The Great Harbor is the term used to describe the body of water enclosed by Mount Desert Island on the north and the Cranberry Isles to the south. Writing in The Story of Mount Desert Island (1960), Samuel Eliot Morison discussed the origins of the term. Morison suggested the term originated with Antoine Laumet (later Antoine de la Mothe, Sieur de Cadillac), who obtained a land grant that included Mount Desert Island in 1688. Cadillac spent only a short amount of time on the coast of Maine, and is better known for his role in the founding of Detroit; but he described the body of water that has since become known as The Great Harbor.
As Morison recounts:
Cadillac left in the French royal archives a memoir describing “The Harbor of Monts Déserts,” by which he meant the space between this island and the Cranberries, wherein, he said correctly, “vessels lie as in a box.” He mentioned four entrances, the northeastern with nine fathoms of water, and the eastern, with fourteen fathom – these are easily identified as the two parts of the Eastern Way, on each side of East Bunkers Ledge. The southeast entrance, he says, has three and a half fathom, but in the channel there’s a rock. That must be the Gut between the two Cranberries, but the depth is much less than what he described. The western entrance – the Western Way – says Cadillac, has three and a half fathom, “but to enter safely you must steer west or southwest.” The depth is correct for half tide but the direction is wrong; if you steer west inside the Western Way you run on the rocks, as happened to me once in a fog when I mistook the buoy in the channel for the gong buoy outside.

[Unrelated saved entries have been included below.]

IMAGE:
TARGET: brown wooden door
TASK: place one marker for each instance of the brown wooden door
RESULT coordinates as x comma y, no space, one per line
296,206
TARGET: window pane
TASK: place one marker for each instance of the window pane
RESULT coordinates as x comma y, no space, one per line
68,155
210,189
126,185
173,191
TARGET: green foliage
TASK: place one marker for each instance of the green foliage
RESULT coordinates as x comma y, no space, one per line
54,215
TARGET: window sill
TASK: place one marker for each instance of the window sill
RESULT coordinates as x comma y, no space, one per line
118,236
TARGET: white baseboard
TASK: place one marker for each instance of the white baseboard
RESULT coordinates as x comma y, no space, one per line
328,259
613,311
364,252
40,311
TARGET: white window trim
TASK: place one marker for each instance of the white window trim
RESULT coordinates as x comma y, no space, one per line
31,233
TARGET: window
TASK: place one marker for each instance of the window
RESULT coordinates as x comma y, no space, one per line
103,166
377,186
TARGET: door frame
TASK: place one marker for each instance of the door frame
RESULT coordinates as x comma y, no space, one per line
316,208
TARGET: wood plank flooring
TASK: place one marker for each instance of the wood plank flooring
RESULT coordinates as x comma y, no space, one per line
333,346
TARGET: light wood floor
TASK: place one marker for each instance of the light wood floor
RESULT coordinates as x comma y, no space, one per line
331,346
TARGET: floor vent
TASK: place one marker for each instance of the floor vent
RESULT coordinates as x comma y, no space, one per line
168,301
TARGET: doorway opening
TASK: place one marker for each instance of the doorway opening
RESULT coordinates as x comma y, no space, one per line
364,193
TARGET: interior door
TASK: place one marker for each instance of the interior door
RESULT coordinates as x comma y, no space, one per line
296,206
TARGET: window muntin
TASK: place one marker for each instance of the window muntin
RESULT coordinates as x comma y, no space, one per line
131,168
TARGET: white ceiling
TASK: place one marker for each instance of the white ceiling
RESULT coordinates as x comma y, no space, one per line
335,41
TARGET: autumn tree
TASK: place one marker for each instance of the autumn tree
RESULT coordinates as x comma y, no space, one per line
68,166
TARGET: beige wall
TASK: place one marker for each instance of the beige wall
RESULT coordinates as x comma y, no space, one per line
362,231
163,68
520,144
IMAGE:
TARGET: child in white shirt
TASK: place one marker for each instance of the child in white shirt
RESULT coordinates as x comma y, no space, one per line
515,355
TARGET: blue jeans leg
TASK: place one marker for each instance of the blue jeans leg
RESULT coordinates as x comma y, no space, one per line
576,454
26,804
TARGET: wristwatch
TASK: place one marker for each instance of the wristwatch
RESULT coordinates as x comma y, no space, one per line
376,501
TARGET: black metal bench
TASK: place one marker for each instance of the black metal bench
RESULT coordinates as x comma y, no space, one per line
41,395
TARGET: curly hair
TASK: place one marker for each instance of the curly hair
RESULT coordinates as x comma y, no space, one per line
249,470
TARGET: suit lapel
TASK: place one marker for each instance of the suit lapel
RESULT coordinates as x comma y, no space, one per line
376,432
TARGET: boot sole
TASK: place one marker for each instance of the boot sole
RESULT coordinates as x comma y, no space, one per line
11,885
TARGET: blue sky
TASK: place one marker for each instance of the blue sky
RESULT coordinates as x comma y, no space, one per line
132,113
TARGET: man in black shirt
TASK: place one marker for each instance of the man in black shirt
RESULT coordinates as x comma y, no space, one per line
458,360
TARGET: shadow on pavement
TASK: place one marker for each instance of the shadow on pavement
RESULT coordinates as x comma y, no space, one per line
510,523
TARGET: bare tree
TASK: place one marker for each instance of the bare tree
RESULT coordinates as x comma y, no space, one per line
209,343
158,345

Incidentally, it is unfortunate that this name “The Harbor of Mount Desert” or “The Great Harbor of Mount Desert,” has gone out. It appears in an Act of Congress of 7 July 1838 authorizing the building of Bear Island lighthouse “at entrance of Mount Desert Harbor,” but I have never found it on any map or chart. The name ought to be revived.

As they considered name options in the early 1980s, the founders of the museum decided on the Great Harbor Collection as it referred to an area instead of a specific village or town. Later renamed the Great Harbor Maritime Museum, the museum focuses its attention not just on the Great Harbor, but on the other harbors, bays, and coves of Mount Desert Island as well. As our mission statement says: The Great Harbor Maritime Museum collects, preserves, and celebrates the maritime heritage of the Greater Mount Desert Island region.